Jamais je n'ai cru au destin, aux buts précis de la vie. Mais j'ai toujours pensé que certaines coïncidences peuvent être trop coïncidentes pour qu'elles ne soient que des coïncidences. Et si je ne crois pas au destin, je crois pourtant en quelque chose qui, nous observant avec assiduité, essaye de donner un sens à ce que nous faisons. On nous envoie des signes, des clés pour ouvrir des portes fermées. Parfois on les comprend, souvent on les ignore. J'ai formé cette hypothèse lorsque j'ai repensé à la première lecture qui m'avait captivée lorsque j'étais enfant.

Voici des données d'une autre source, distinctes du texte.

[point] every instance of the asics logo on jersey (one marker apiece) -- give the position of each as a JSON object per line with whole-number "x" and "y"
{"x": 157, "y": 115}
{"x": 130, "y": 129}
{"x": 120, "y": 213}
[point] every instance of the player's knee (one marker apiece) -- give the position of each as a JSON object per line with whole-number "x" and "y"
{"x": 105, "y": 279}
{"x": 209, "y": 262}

C'était un livre que j'avais choisi parmi tant d'autres dans une librairie, comme ça, par pur instinct. J'avais lu la quatrième de couverture, observé les lettres, les dessins qui l'ornaient ; j'avais lu quelques mots puis j'avais dit à ma maman de ma voix d'enfant qui semblait d'ors et déjà avoir une pincée d'audace : «Je le veux, celui-là ».

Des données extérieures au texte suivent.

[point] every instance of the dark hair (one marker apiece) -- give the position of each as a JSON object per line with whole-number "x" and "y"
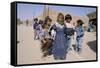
{"x": 40, "y": 21}
{"x": 58, "y": 16}
{"x": 48, "y": 19}
{"x": 68, "y": 16}
{"x": 80, "y": 22}
{"x": 35, "y": 19}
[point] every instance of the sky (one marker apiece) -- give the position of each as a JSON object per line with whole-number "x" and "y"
{"x": 29, "y": 11}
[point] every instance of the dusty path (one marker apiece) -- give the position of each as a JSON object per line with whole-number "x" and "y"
{"x": 29, "y": 51}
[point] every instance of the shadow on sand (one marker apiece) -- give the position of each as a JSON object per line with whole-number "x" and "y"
{"x": 92, "y": 45}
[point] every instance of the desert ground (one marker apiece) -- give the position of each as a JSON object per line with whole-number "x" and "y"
{"x": 29, "y": 51}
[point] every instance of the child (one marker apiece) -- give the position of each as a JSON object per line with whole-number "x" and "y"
{"x": 79, "y": 35}
{"x": 69, "y": 30}
{"x": 59, "y": 47}
{"x": 35, "y": 24}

Le livre racontait l'histoire de deux jeunes enfants qui découvraient un cahier magique qui pouvait rendre réel tout ce qu'ils écrivaient en son intérieur. Ils créaient leur propre univers, péripéties et aventures. S'ils décrivaient l'envol d'un oiseau avec des mots, alors, s'échappait des pages un moineau qui, battant des ailes, s'engouffrait entre les nuages. J'avais lu ce livre d'une traite. Ça m'avait donné l'envie d'écrire, je me disais que si toutes les aventures dantesques qui se déroulaient dans ma tête pouvaient prendre vie avec des mots, je serais heureuse. Heureuse de pouvoir vivre ce dont je voulais, d'intégrer des personnages; de vivre dans mon imagination, ce qui est irréalisable et impossible ; de viser l'improbable et l'inaccessible.

Je m'étais mis à écrire dès mon plus jeune âge. Des histoires loufoques, où j'étais le personnage principal et je vivais des aventures pleines de péripéties. Des histoires où j'incarnais quelqu'un que je n'étais pas dans ma vraie vie. J'abandonnais la petite fille banale que j'étais pour devenir un personnage nouveau. 

J'ai grandi avec la lecture, avec les personnages des livres, dans un monde imaginaire dans lequel je me perdais le soir, avant de dormir, où dès que j'avais un peu de temps.

C'est ce qui a forgé ma vie. La genèse et la cause de moi-même aujourd'hui. Je vivais une vie monotone pour laquelle je n'avais aucune envie de vivre. Le seul moyen de m'en échapper, c'était en vivant de mes rêves et de mes fantasmes à travers les mots. Je pensais qu'en grandissant, tout changerait. Ce monde inaccessible s'offrirait à moi. J'allais devenir celle dont j'avais toujours rêvé. Mais ce n'étaient que de simples illusions. J'avais des rêves pleins la tête, mais ils ne se réalisaient jamais. Car la seule chose que je faisais, c'était attendre, lire, écrire encore. Puis attendre à nouveau. 

C'est sûrement l'un de mes plus grands défauts aujourd'hui, celui d'attendre que la vie ne vienne à moi. Elle était inconnue, seulement des mots que j'écrivais sur une feuille, que je lisais avant de me coucher,  que je rêvais dans mon sommeil.

Je m'en étais rapidement rendue compte, à quel point j'avais besoin de vivre. Mais j'avais peur de le faire.

Voilà, c'était ça. J'avais peur. Hélène, la jeune femme que j'étais, avait peur de la vie.